Reality Reflection: Why me?

In thinking about Mother’s Day tomorrow, the topics of self worth and self confidence came up.  Some days we’re really confident in who we are and what we can do, but other days it seems like we can do nothing right and nothing is going our way and there doesn’t seem to be a victory or end in sight.  Are we struggling because we have doubts or are we struggling because we’re not open to the good stuff?

When we do seem to be making progress we wonder why it’s so easy. We wonder at the good things that come our way, as well as the bad things. Why is it hard for us to accept the good as well as the bad?  Why don’t we trust in, appreciate or accept the good stuff when it comes our way?

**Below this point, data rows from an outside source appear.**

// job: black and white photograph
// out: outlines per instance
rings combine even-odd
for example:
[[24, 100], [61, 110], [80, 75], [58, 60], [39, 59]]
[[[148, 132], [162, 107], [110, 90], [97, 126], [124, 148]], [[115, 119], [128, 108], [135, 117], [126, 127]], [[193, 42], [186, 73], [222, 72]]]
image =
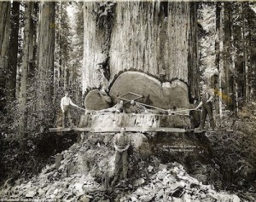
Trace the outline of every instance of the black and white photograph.
[[256, 1], [0, 0], [0, 201], [255, 202]]

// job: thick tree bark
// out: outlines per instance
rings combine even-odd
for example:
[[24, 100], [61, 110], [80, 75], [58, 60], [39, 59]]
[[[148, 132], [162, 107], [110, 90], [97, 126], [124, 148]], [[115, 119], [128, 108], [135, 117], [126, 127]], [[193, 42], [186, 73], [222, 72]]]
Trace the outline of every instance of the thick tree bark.
[[[28, 72], [30, 65], [30, 55], [33, 53], [33, 43], [31, 41], [33, 41], [32, 32], [31, 31], [33, 26], [32, 25], [32, 13], [33, 10], [33, 2], [29, 2], [25, 4], [25, 14], [24, 14], [24, 46], [23, 46], [23, 57], [21, 64], [21, 79], [20, 79], [20, 148], [24, 148], [24, 137], [26, 132], [27, 125], [27, 84], [28, 84]], [[32, 36], [31, 36], [32, 35]], [[32, 52], [31, 54], [31, 51]]]
[[18, 35], [20, 26], [20, 2], [13, 2], [11, 9], [11, 32], [9, 44], [9, 75], [6, 81], [8, 92], [8, 100], [14, 101], [15, 99], [16, 91], [16, 74], [17, 74], [17, 58], [18, 58]]
[[189, 3], [119, 2], [111, 8], [103, 12], [96, 3], [84, 3], [84, 91], [108, 87], [131, 69], [188, 83]]
[[0, 2], [0, 112], [6, 105], [5, 80], [9, 61], [10, 2]]
[[37, 124], [40, 130], [52, 125], [55, 119], [54, 96], [54, 50], [55, 50], [55, 5], [54, 2], [41, 2], [38, 28], [38, 74]]
[[198, 3], [191, 3], [190, 9], [190, 26], [191, 32], [189, 34], [189, 52], [188, 55], [188, 84], [192, 98], [199, 100], [199, 67], [198, 67], [198, 37], [197, 37], [197, 6]]

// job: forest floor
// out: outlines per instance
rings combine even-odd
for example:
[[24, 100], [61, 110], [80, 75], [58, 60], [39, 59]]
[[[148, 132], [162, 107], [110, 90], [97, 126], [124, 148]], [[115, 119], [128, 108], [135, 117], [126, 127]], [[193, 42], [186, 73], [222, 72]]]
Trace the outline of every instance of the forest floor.
[[[237, 118], [225, 113], [221, 121], [218, 118], [216, 121], [220, 127], [234, 130], [206, 133], [220, 184], [203, 183], [180, 164], [164, 164], [151, 158], [139, 159], [137, 175], [131, 174], [128, 181], [111, 188], [110, 179], [102, 177], [113, 168], [114, 153], [106, 144], [109, 140], [96, 136], [75, 143], [75, 134], [65, 137], [49, 134], [28, 140], [27, 151], [20, 153], [15, 136], [2, 136], [0, 199], [256, 201], [256, 104], [241, 108]], [[84, 151], [90, 153], [90, 159], [88, 155], [83, 159]]]

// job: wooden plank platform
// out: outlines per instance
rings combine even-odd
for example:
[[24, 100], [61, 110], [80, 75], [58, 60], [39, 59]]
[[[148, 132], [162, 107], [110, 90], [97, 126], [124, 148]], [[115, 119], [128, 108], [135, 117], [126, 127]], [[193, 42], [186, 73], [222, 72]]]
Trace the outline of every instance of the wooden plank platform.
[[[51, 128], [49, 129], [50, 132], [67, 132], [67, 131], [85, 131], [85, 132], [95, 132], [95, 133], [116, 133], [120, 131], [120, 127], [115, 128]], [[195, 132], [195, 133], [205, 133], [205, 132], [220, 132], [227, 131], [233, 132], [233, 130], [198, 130], [193, 129], [180, 129], [180, 128], [143, 128], [143, 127], [125, 127], [127, 132], [175, 132], [175, 133], [184, 133], [184, 132]]]

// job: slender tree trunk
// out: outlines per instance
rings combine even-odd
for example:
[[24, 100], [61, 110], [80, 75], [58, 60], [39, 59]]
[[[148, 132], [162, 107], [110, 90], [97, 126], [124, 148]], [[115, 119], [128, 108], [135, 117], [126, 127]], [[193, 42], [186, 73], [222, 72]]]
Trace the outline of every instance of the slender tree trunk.
[[16, 74], [17, 74], [17, 58], [18, 58], [18, 36], [20, 26], [20, 2], [13, 2], [12, 19], [11, 19], [11, 33], [9, 45], [9, 79], [7, 80], [8, 100], [15, 99], [16, 91]]
[[248, 79], [248, 73], [249, 73], [249, 68], [248, 68], [248, 57], [247, 57], [247, 37], [245, 35], [246, 33], [246, 18], [245, 18], [245, 9], [242, 4], [241, 7], [241, 14], [242, 14], [242, 42], [243, 42], [243, 58], [244, 58], [244, 90], [245, 90], [245, 101], [247, 102], [248, 97], [249, 97], [249, 79]]
[[222, 41], [222, 21], [221, 21], [221, 3], [216, 3], [216, 37], [215, 42], [215, 51], [216, 51], [216, 60], [215, 66], [218, 70], [218, 78], [214, 81], [214, 89], [218, 89], [218, 94], [219, 95], [218, 100], [216, 99], [215, 101], [215, 109], [216, 113], [218, 113], [222, 116], [221, 102], [222, 102], [222, 89], [221, 89], [221, 64], [220, 64], [220, 52], [221, 52], [221, 43]]
[[55, 5], [54, 2], [41, 2], [38, 28], [38, 75], [37, 124], [43, 132], [52, 125], [55, 119], [54, 96], [54, 50], [55, 50]]
[[32, 32], [31, 31], [33, 27], [32, 25], [32, 13], [33, 10], [33, 2], [28, 2], [25, 4], [25, 26], [24, 26], [24, 47], [23, 47], [23, 57], [21, 64], [21, 79], [20, 79], [20, 148], [24, 149], [24, 138], [26, 133], [27, 126], [27, 84], [28, 84], [28, 71], [30, 65], [30, 55], [31, 51], [33, 52], [33, 49], [30, 46], [32, 45], [31, 41], [33, 41]]
[[231, 13], [232, 3], [224, 3], [224, 102], [228, 109], [234, 109], [234, 101], [232, 98], [233, 89], [233, 77], [232, 77], [232, 66], [231, 66]]
[[6, 106], [5, 80], [9, 61], [10, 2], [0, 2], [0, 112]]

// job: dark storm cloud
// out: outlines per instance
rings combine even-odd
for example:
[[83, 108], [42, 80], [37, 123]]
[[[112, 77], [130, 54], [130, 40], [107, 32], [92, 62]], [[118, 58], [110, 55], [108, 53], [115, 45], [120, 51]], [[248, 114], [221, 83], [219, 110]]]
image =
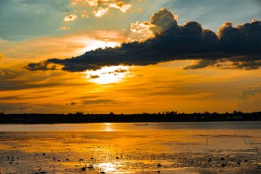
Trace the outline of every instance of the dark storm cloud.
[[30, 108], [25, 103], [0, 103], [1, 111], [24, 110]]
[[58, 64], [65, 71], [82, 72], [103, 66], [148, 65], [190, 59], [199, 61], [185, 67], [186, 69], [209, 65], [246, 69], [260, 66], [260, 21], [253, 20], [236, 27], [231, 22], [224, 23], [216, 34], [202, 28], [197, 21], [179, 25], [177, 20], [177, 17], [172, 12], [163, 8], [150, 18], [150, 30], [154, 32], [154, 38], [144, 42], [125, 43], [115, 48], [97, 49], [77, 57], [30, 63], [25, 68], [32, 71], [54, 70], [56, 67], [49, 65]]

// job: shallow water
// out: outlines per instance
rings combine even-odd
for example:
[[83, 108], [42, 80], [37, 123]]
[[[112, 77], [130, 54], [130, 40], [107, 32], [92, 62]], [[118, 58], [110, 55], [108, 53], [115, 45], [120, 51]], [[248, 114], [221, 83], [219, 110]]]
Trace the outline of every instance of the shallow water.
[[1, 124], [0, 173], [261, 173], [261, 122], [145, 124]]

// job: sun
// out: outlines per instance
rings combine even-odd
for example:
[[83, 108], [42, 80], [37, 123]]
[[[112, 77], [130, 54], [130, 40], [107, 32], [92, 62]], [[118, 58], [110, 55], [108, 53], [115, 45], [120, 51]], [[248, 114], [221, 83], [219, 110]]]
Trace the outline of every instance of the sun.
[[128, 74], [128, 68], [122, 65], [104, 67], [96, 71], [87, 70], [82, 74], [84, 74], [84, 78], [97, 84], [116, 83], [122, 81]]

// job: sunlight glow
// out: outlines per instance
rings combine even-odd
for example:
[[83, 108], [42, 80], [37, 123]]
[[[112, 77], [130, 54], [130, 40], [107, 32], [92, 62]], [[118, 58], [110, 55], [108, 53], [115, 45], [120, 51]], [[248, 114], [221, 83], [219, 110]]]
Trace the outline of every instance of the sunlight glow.
[[88, 51], [96, 50], [97, 48], [101, 47], [101, 48], [104, 49], [105, 47], [115, 47], [118, 45], [120, 45], [119, 43], [110, 42], [110, 41], [108, 41], [106, 39], [105, 39], [105, 41], [93, 40], [92, 44], [87, 46], [84, 48], [84, 50], [86, 52], [88, 52]]
[[82, 74], [91, 82], [100, 85], [109, 84], [121, 81], [128, 74], [128, 69], [125, 66], [104, 67], [99, 70], [87, 70]]
[[111, 123], [110, 122], [104, 123], [104, 131], [113, 131], [113, 129], [112, 129]]

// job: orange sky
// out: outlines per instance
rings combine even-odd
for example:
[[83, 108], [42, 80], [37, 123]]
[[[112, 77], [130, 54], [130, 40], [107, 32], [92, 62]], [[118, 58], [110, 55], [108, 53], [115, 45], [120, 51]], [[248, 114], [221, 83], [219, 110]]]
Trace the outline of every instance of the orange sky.
[[[77, 56], [98, 47], [120, 46], [123, 42], [141, 42], [155, 36], [150, 30], [153, 25], [142, 23], [149, 19], [139, 21], [132, 16], [137, 16], [137, 13], [150, 16], [157, 10], [146, 10], [144, 4], [147, 1], [130, 1], [124, 4], [104, 1], [100, 11], [93, 10], [98, 6], [96, 1], [85, 5], [78, 3], [80, 1], [71, 2], [68, 5], [71, 11], [59, 13], [60, 27], [56, 31], [58, 34], [14, 40], [2, 36], [7, 35], [0, 31], [0, 111], [133, 113], [260, 111], [260, 69], [223, 69], [215, 65], [185, 69], [198, 60], [173, 60], [146, 66], [105, 66], [96, 71], [26, 69], [25, 66], [30, 63]], [[86, 9], [82, 9], [81, 6], [86, 6]], [[158, 5], [158, 10], [161, 6]], [[115, 20], [132, 18], [133, 22], [126, 28], [111, 26], [110, 18], [115, 17], [114, 13], [122, 14]], [[253, 14], [253, 18], [256, 17]], [[100, 20], [98, 23], [102, 20], [103, 25], [109, 26], [78, 30], [80, 25], [88, 25], [86, 20], [89, 19], [86, 19], [91, 18], [92, 25], [95, 25], [95, 20]], [[183, 25], [185, 19], [179, 18], [179, 23]], [[139, 22], [135, 23], [137, 21]], [[78, 23], [73, 25], [74, 22]], [[62, 65], [56, 66], [63, 67]]]

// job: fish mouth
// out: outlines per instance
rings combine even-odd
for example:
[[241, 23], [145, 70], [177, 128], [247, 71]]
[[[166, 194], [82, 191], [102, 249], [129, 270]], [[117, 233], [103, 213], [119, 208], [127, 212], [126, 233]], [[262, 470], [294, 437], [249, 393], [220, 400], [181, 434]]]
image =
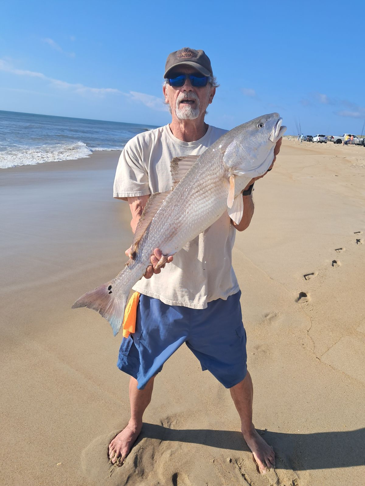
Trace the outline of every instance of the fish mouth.
[[286, 131], [287, 127], [281, 126], [282, 122], [283, 119], [280, 117], [275, 124], [275, 126], [273, 129], [273, 131], [269, 137], [270, 139], [272, 142], [276, 143], [279, 139], [283, 136], [283, 134]]

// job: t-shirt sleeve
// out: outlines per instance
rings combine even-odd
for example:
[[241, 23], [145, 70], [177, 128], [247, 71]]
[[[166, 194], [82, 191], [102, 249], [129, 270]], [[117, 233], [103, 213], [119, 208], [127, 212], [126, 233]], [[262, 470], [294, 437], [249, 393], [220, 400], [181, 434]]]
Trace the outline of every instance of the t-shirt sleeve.
[[113, 188], [113, 197], [127, 201], [127, 197], [150, 194], [148, 175], [143, 162], [127, 144], [119, 157]]

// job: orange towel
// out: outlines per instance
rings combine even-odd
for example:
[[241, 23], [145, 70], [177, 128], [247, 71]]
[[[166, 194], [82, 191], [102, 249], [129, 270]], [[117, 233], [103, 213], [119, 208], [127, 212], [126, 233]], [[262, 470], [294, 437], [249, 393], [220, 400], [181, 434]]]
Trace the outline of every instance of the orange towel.
[[128, 337], [131, 332], [134, 332], [136, 330], [137, 306], [140, 295], [139, 292], [134, 292], [127, 305], [122, 326], [123, 329], [123, 337]]

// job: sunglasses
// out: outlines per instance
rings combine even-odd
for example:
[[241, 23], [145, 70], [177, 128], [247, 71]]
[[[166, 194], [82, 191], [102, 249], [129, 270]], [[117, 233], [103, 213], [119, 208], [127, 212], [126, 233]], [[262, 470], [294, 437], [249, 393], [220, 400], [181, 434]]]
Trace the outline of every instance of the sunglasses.
[[174, 88], [181, 87], [185, 84], [186, 78], [189, 78], [191, 86], [195, 88], [202, 88], [212, 82], [211, 76], [197, 76], [196, 74], [177, 74], [174, 78], [168, 78], [170, 86]]

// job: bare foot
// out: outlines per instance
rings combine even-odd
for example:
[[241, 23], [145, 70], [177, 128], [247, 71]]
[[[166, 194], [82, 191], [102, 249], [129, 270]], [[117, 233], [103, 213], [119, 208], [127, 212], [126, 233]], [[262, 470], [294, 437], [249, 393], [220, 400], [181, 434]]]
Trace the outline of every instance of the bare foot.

Yes, we’ve been burned by offers that promise the moon and don’t even leave the ground. We’ve been hurt by people we trust. But when it’s not life or death that we’re being offered, but a simple kindness, why do we still struggle to accept or refuse?

Unfortunately, a lot of it has to do with how we’ve been treated and how we view ourselves. Self esteem issues are rampant in our society, even those of us who have no reason whatsoever to have issues do. It’s unfortunately like walking past a smoker: you can catch it without even trying. Maybe you haven’t done anything to be worthy of the kindness of another, maybe God just chooses to bestow it on you.

This week instead of just dismissing the good stuff that comes your way, or ignoring it and pretending it didn’t approach you, I encourage you to open your arms to it and be thankful for it. When you focus on the good stuff, it’s been shown that more good stuff comes your way. What good things will fill your life when you open up to them?